Light axion-like particles at future lepton colliders
Shou-Shan Bao, Yang Ma, Yongcheng Wu, Keping Xie, Hong Zhang
Abstract
A bstract Axion-like particles (ALPs) are well-motivated extensions of the Standard Model (SM) that appear in many new physics scenarios, with masses spanning a broad range. In this work, we systematically study the production and detection prospects of light ALPs at future lepton colliders, including electron-positron and multi-TeV muon colliders. At lepton colliders, light ALPs can be produced in association with a photon or a Z boson. For very light ALPs ( m a < 1 MeV), the ALPs are typically long-lived and escape detection, leading to a mono- V ( V = γ , Z ) signature. In the long-lived limit, we find that the mono-photon channel at the Tera- Z stage of future electron-positron colliders provides the strongest constraints on ALP couplings to SM gauge bosons, g aV V , thanks to the high luminosity, low background, and resonant enhancement from on-shell Z bosons. At higher energies, the mono-photon cross section becomes nearly energy-independent, and the sensitivity is governed by luminosity and background. At multi-TeV muon colliders, the mono- Z channel can yield complementary constraints.
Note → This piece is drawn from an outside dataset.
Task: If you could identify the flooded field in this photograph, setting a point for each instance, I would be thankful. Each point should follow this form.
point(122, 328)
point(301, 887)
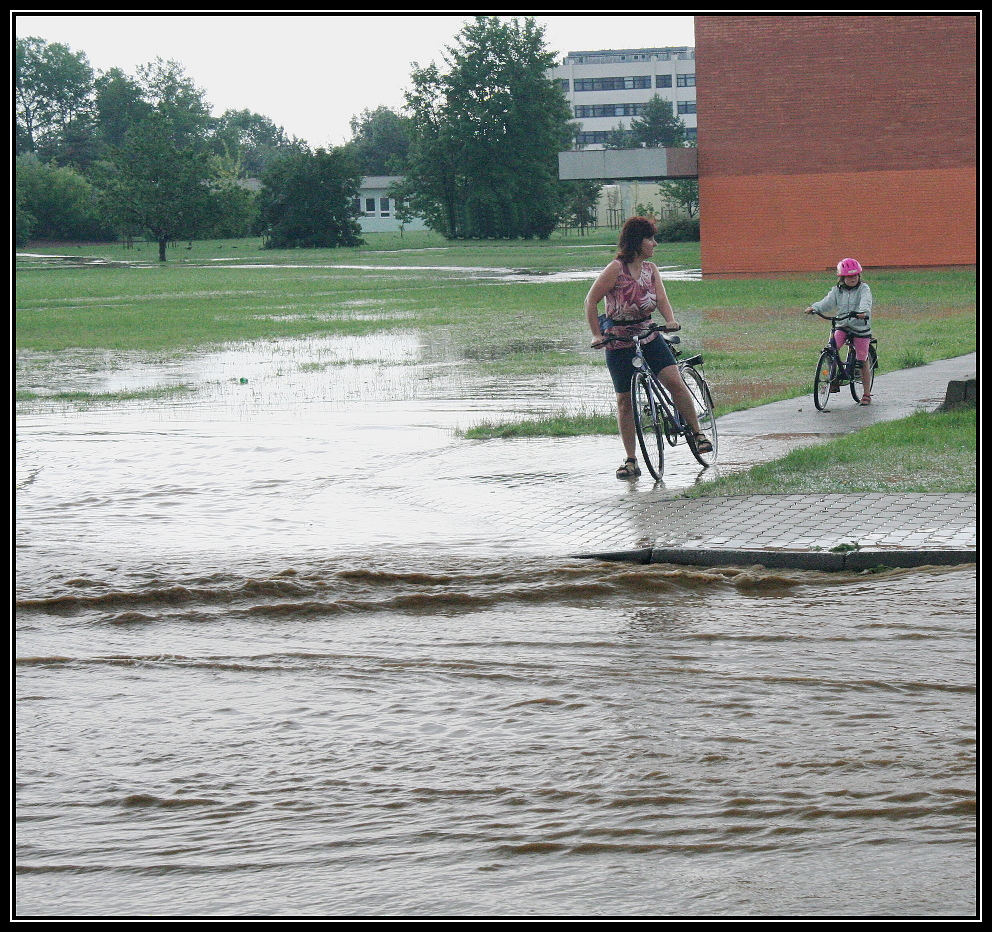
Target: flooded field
point(288, 646)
For heavier ALPs ( m a > 100 MeV) that decay promptly, mono- V signatures are no longer valid. In this case, ALPs can be probed via non-resonant vector boson scattering (VBS) processes, where the ALP is exchanged off-shell, leading to kinematic deviations from SM expectations. We analyze constraints from both light-by-light scattering and electroweak VBS, the latter only accessible at TeV-scale colliders. While generally weaker, these constraints are robust and model-independent. Our combined analysis shows that mono- V and non-resonant VBS channels provide powerful and complementary probes of ALP-gauge boson interactions.